Il professore ridacchiò compiaciuto – Si esattamente, si tratta di un palindromo, è una frase che letta al rovescio rimane identica. –
Serena prese il foglio la lesse al contrario, poi mi guardò con aria sorpresa.
-Ragazzi per ora frasi come queste vanno di moda. Con quello che sta succedendo, con tutti questi misteri a scuola mia gli studenti sono in fibrillazione. Vogliono sapere di massoneria, di riti esoterici, dei Beati Paoli, ogni giorno spunta una nuova setta. Molti si divertono a crearseli i misteri.- ridacchiò – Se volete posso chiedere un parere a mia moglie, lei insegna latino.. –
-Professore lei ha fatto tanto non c’è bisogno di altro, anzi la ringrazio per il tempo che ci ha concesso. –
Il professore sistemò gli occhiali nel taschino della giacca, mise in borsa le ricevute dei pagamenti e ci salutò calorosamente.
-Hai capito? È un palindromo. – dissi rivolgendomi a Serena.

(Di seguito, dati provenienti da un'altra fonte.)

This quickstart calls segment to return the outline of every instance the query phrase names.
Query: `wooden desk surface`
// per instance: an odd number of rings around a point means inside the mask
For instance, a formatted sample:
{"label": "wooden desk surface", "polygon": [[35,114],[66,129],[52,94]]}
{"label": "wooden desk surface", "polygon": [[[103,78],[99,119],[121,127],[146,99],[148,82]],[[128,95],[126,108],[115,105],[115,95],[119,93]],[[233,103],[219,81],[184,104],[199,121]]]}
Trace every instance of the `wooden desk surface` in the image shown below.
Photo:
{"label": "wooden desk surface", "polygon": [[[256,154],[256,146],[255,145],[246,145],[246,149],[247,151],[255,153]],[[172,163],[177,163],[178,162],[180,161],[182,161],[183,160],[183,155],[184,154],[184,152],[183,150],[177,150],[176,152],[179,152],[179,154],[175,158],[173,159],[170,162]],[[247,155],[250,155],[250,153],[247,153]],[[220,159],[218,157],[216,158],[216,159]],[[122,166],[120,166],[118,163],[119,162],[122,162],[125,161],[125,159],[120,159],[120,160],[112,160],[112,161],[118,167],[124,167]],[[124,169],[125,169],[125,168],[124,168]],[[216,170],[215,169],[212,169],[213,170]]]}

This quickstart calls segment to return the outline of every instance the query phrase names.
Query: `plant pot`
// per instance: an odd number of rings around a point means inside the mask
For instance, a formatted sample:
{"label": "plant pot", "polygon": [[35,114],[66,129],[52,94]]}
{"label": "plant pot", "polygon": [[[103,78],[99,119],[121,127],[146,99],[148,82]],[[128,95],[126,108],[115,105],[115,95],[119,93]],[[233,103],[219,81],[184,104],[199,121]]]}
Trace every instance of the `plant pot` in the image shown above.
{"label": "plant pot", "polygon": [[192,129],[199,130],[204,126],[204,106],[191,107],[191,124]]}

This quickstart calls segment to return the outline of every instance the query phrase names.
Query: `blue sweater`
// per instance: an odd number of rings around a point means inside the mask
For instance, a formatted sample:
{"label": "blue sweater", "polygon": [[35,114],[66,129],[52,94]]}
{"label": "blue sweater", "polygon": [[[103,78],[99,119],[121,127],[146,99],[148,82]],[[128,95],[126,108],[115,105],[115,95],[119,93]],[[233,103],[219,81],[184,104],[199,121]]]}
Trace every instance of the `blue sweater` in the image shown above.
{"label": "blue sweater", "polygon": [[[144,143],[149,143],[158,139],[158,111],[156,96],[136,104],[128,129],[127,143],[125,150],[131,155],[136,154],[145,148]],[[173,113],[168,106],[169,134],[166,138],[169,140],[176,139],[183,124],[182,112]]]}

-Sì, e penso che siamo di fronte ad un pazzo che si sta divertendo a terrorizzare la città. –
-Ormai ne siamo fuori Serena. – “Almeno spero” – pensiamo al film. –
La mia amica non ne era del tutto convinta, dalla faccia che assunse. La felicità era scomparsa dal suo viso.
-Allora vado a casa, appena finisci vieni direttamente da me. –
Si stava dirigendo verso l’uscita con passo sicuro e spedito, aveva un bel portamento.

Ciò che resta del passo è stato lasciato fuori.